The Long-Term Care Imperative, which Leighton supports, takes a number of approaches to help strengthen the long-term care system in the state, including:

Grants to local governments and providers to develop new services for other adults and identify new ways to meet those needs.

More flexibility in the way funding for senior services can be used.

Incentives to attract quality workers to the long-term care industry, including access to health care benefits and tuition loan forgiveness.

Better background checks for temporary workers hired by nursing homes and limits to the amounts temporary agencies can charge to those homes.

A new, fairer payment system for nursing homes that includes a 3 percent reimbursement increase for all nursing homes, an additional increase of $1 per staff-hour at each nursing home, the establishment of a statewide floor for nursing home reimbursement rates and a 12 percent increase in reimbursement rates for community-based services, including those provided to assisted living facilities.

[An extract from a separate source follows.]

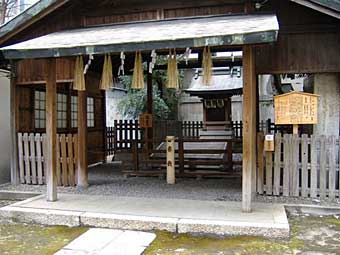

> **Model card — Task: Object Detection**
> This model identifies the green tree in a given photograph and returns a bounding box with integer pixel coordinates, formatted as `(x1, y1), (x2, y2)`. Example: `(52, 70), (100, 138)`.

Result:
(118, 57), (182, 120)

A Nursing Home Facility Conversion Program within the Minnesota Housing Finance Agency to convert nursing home beds/services into assisted living or other affordable housing for seniors.

The total cost for the Long-Term Care Initiative, which is supported by a coalition of long-term care providers and the Minnesota Health and Housing Association, is projected at $533 million.

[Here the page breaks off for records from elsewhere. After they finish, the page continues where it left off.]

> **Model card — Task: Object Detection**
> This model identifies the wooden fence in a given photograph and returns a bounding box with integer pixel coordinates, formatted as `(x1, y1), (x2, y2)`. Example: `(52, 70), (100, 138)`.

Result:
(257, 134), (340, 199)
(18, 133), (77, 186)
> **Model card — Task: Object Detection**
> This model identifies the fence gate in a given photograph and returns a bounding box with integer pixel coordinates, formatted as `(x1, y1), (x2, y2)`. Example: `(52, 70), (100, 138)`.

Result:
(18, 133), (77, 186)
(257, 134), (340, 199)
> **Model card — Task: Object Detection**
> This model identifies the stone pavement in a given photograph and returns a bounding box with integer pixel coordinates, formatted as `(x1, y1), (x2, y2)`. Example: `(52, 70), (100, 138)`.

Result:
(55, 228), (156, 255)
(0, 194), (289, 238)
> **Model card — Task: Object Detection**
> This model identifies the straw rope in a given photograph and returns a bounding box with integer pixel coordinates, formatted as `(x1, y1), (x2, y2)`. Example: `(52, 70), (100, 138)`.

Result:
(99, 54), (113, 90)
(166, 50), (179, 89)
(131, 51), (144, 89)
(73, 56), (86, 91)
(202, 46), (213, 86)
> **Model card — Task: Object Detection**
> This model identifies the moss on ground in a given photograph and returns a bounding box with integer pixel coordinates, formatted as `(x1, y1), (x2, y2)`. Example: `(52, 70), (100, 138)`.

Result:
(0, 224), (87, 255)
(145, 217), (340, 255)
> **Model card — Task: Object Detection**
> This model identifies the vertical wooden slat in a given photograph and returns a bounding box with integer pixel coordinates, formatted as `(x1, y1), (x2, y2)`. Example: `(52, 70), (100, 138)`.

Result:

"I think it’s fairly obvious to most of us that our system for long-term care needs to change," Leighton said. "In rural communities, nursing homes and long-term care providers do more than just care for the elderly and the inform. They also are major employers and provide an invaluable link in the health care system. More importantly, they also preserve the connection between families."

"With all of the challenges facing the long-term care industry, a changing market, a growing worker shortage and an expanding senior population, we need to take steps to make sure that the quality of care doesn’t suffer," he said.